La Competencia como Objetivo de Crecimiento


Fernando J. Castellano Azócar

Siempre queremos ser los mejores…

Una amiga compartía en sus redes que había comprado unos libros para leer en éste año, lo cual le aplaudí pero no pude evitar decirle que al final no importaba si los leía todos, sino que se mantuviera leyendo. Y es que yo mismo soy un obsesionado de la lectura, obsesión que en algún momento me llevó al punto de detenerme y examinar por qué estaba leyendo, y es que el punto era que estaba metido en una competencia en la que tenía que leer más, más rápido, más libros, y al caer en cuenta de eso y examinar por qué competía, pues era conmigo mismo, contra mi propio ego.

Preguntándole a una nueva amiga, la Inteligencia Artificial, la tendencia de los seres humanos a convertir todo en una competencia tiene raíces históricas, evolutivas y culturales que están relacionadas con la supervivencia, la búsqueda de recursos y la organización social. Desde tiempos prehistóricos los humanos competían por recursos esenciales como alimento, pareja y territorio. La competencia favorecía a los individuos mas adaptados, quienes tenían mayores probabilidades de sobrevivir y transmitir sus genes. Y en la medida en la que crecieron las comunidades humanas se establecieron jerarquías que se reforzaban a través de la competencia. Con el tiempo se institucionalizó la competencia, convirtiéndose en una base fundamental para el progreso ya que se considera, y aquí viene la parte de lo que veo como problema, que estimula la innovación y el esfuerzo individual.

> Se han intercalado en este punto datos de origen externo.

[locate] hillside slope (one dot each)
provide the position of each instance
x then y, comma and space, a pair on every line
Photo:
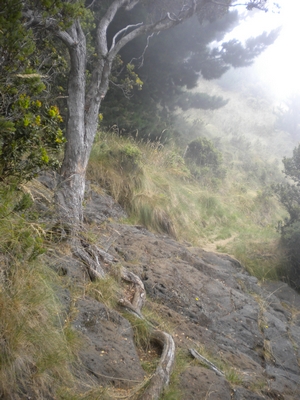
206, 301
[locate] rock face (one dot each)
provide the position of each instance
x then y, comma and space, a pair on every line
212, 305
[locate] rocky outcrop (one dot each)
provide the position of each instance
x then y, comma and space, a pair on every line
211, 303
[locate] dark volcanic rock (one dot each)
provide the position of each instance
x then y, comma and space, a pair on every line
200, 383
210, 302
108, 353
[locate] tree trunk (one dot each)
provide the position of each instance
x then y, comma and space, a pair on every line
82, 122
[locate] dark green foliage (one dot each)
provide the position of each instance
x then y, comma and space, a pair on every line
169, 63
30, 126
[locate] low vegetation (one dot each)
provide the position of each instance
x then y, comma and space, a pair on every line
223, 206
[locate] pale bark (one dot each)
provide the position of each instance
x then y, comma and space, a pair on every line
84, 103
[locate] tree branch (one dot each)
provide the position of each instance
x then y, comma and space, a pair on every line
123, 30
104, 24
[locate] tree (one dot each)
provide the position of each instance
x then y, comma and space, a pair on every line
86, 93
30, 125
289, 195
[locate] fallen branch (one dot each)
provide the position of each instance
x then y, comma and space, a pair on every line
205, 361
160, 378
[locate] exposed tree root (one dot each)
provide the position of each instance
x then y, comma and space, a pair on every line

Al final tenemos una necesidad intrínseca de validación y reconocimiento y el competir nos permite compararnos con otros, encontrar un sentido de pertenencia o simplemente destacar.

Hoy en dia ya no necesitamos hacer mucho para competir. Solo con comparar quien tiene mas “likes”, mas seguidores, ya estamos en el proceso de competencia. En mi caso cuando vi que la competencia era conmigo mismo y ademas por algo absolutamente absurdo (quien leía mas y mas rápido), pude poner freno y retomar la actividad solo por placer, obviamente con las ventajas que tiene, como sucede con la mayoría de las cosas que hacemos.

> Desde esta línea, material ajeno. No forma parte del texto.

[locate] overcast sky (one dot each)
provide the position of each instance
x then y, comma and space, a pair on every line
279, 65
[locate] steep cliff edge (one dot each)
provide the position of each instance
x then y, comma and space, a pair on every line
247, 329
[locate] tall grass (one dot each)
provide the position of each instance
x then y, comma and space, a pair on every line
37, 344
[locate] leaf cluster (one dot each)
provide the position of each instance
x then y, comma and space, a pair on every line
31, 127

También en dias pasados vi una oportunidad de tener la guía de alguien en el uso de LinkedIn, y todo iba bien hasta que me plantearon que me harían estar en el top 20 de personas mas influyentes, es decir, sería un plan para competir contra millones de personas y la medida de éxito seria el llegar a poder demostrar que soy el mejor que los demás; pero mejor desde una perspectiva muy particular porque estoy seguro que llegar a esa meta no hace mejor persona a nadie.

Leía un articulo en el que concluían que la maestría en cualquier campo de nuestras vidas es, simplemente, mantenerse en el camino. Entendería que si uno se establece un objetivo, se esta dispuesto a hacer lo que se requiera para alcanzarlo, entonces, el punto clave es tener claro por qué hacemos lo que hacemos, y la verdad es que, al menos en mi opinión, no todo debe tener un objetivo. Regresando al caso de la lectura, se puede leer para aprender, para entretenerse, incluso se puede leer como preparación para competir, pero lo que me resulta importante es vivir conscientes de qué hacemos y por qué.

Es decisión de cada quien definir en qué y cómo queremos crecer. Las opciones son infinitas, pero lo mas importante es que tengamos claro si el crecimiento es para nosotros ser mejores, o para demostrar que somos mejores que los demás. En el primer caso la competencia es interior, con uno mismo; en el segundo, sólo a través de la competencia se lograra pero en terrenos que nunca serán propios, que siempre serán ajenos y en los que la satisfacción, a diferencia de la primera opción, siempre será efímera.